Theresa May has so far declined to force through her new surveillance measures despite this overwhelming public support and the best efforts of arch-authoritarian Andy Burnham to speed her up. But it is a matter of time.
Meanwhile, the same poll showed that public perceptions of Jeremy Corbyn are rapidly worsening in the wake of his post-Paris prevarication. A mere two months after he became leader, he now looks in serious danger of being toppled before next spring’s elections, with MPs and even Shadow Cabinet ministers lining up to criticise and undermine him.
People won’t necessarily thank me for talking about domestic politics in the context of the current debate around our response to Daesh. But it is unavoidably relevant. This Wednesday, George Osborne will be in the House of Commons to deliver his Autumn Statement and the results of his spending review.
His statement will have far more profound effects on our way of life than terrorist attacks ever could, even ones of the same shocking scale as Paris. As I write that sentence, I blanch at a comparison that seems extremely insensitive, but that is the reality we face.
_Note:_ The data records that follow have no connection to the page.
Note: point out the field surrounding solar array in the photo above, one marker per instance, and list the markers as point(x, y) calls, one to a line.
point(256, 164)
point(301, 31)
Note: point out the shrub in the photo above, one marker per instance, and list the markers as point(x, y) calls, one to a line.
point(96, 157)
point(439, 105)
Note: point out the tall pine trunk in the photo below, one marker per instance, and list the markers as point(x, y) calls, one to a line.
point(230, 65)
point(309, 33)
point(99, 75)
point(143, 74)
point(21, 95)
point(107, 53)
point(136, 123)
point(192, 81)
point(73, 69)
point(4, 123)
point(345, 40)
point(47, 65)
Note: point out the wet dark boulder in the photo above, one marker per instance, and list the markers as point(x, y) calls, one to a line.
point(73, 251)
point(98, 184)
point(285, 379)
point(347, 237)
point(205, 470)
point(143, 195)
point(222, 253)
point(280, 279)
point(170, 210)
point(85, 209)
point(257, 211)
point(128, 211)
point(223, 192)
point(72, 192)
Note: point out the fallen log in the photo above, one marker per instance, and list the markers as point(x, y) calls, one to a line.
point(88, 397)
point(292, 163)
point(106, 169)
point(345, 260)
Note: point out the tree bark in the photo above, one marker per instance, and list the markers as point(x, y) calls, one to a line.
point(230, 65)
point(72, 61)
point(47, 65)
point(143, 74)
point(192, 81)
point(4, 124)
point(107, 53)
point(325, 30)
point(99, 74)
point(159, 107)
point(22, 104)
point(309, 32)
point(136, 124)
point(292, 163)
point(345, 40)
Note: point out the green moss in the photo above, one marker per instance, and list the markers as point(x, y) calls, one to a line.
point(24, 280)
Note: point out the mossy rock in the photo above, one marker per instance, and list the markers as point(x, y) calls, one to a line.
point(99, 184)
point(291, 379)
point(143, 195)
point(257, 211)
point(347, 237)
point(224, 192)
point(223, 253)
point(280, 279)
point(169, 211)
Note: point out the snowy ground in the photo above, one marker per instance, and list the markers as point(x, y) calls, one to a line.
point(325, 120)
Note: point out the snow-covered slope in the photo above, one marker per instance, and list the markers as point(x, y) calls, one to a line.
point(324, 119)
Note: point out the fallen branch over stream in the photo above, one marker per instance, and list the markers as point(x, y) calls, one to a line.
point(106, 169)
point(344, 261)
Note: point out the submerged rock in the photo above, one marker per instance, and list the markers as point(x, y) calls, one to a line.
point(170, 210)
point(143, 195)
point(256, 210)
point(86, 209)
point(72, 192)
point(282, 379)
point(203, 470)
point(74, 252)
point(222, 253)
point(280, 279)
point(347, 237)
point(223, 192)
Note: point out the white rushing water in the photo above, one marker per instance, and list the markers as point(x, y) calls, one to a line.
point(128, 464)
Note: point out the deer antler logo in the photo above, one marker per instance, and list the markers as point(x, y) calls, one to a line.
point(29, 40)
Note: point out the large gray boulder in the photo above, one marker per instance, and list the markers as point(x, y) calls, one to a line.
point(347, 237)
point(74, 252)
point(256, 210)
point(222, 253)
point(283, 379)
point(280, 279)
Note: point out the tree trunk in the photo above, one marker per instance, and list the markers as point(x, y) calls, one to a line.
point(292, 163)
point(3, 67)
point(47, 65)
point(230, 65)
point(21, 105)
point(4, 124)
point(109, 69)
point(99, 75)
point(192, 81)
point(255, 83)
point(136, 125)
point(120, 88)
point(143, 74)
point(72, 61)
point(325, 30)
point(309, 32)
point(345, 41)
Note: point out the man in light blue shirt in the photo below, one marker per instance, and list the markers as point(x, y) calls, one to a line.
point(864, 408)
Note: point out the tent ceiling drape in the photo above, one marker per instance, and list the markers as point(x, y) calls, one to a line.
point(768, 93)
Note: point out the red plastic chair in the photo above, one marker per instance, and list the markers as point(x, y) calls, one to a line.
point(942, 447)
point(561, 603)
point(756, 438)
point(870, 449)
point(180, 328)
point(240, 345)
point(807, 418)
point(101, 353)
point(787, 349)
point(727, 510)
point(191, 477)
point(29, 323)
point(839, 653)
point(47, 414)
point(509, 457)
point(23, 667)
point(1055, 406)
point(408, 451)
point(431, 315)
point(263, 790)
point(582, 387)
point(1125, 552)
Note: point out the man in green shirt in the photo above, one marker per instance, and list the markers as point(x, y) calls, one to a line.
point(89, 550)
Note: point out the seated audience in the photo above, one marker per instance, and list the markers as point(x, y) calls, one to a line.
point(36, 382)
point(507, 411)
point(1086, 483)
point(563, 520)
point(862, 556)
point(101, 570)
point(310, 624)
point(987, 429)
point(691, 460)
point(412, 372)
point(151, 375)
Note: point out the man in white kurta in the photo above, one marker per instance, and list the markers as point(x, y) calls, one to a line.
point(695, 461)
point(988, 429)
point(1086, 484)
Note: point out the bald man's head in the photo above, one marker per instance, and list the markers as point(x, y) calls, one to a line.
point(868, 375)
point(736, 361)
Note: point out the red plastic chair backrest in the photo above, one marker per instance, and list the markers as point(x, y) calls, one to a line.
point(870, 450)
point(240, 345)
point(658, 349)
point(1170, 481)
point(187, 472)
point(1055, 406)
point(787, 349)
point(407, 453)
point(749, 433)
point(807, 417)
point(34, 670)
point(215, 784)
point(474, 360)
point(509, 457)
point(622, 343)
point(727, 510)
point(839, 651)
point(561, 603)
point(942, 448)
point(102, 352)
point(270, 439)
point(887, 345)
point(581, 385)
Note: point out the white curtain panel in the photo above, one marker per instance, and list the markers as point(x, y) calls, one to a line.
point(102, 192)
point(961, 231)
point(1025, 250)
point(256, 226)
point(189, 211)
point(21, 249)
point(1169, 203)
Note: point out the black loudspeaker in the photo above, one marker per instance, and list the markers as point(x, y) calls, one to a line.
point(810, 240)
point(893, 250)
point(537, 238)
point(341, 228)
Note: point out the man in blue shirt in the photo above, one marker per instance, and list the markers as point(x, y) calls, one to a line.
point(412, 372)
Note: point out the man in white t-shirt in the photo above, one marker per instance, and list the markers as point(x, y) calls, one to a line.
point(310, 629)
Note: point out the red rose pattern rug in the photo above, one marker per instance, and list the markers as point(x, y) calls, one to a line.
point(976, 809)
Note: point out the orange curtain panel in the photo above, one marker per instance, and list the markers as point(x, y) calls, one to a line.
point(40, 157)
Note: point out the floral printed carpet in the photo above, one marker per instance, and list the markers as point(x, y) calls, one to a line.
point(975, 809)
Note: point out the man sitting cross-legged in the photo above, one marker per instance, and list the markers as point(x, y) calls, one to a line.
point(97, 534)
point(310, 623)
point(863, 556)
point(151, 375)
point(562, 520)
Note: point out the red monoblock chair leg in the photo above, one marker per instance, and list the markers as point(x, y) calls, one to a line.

Will Hutton – hardly a raving Marxist, but rather a mainstream, Keynesian social democratic economist who was strongly associated with New Labour – has an extremely powerful article in today’s Observer which urges us to weep for the country we live in. It details the hard facts of Osborne’s plans, and what they could mean. This is the “security” the Conservatives promised the nation in April and May:
the de facto wind-up of the Department for Business as a pro-active department, further shrinkage of the criminal justice system (mitigated by prison sell-offs), local government reduced to a husk and the knell of further education. Meanwhile, the cuts in welfare will hit the wellbeing of millions, including their children. Expect on top a firesale of government assets – from housing associations to Channel 4.
Terrorism is a serious and awful threat to our lives and our way of life. But my point here is that it is emphatically not the greatest threat. We should not – must not – allow attacks like those in Paris and Mali to distract us from what is being done by our own government in the name of “security” – whether economic or military.
In five years’ time, our government may well have helped to wipe Daesh off the face of the earth. I will be the first to celebrate that outcome. But unless there is a serious change in the way our government is scrutinised and held to account by our opposition parties, our media and, most of all, voters themselves, we can expect our country to have been irrevocably damaged in the meantime.
This process can and should start on Wednesday. George Osborne’s statement will be carefully stage managed. As in the summer Budget and as both he and David Cameron did at their party’s conference, he will take great pains to appear ever so reasonable, moderate, even centrist. He has been given space to do so, of course, by articles like Hutton’s (and like this), with their dire warnings of imminent doom.
The presentation will be serious, but with just the right amount of apparent backtracking, alongside some trademark difficult decisions and some patriotic purchases.
The question is whether we have yet learnt not to take him at his word.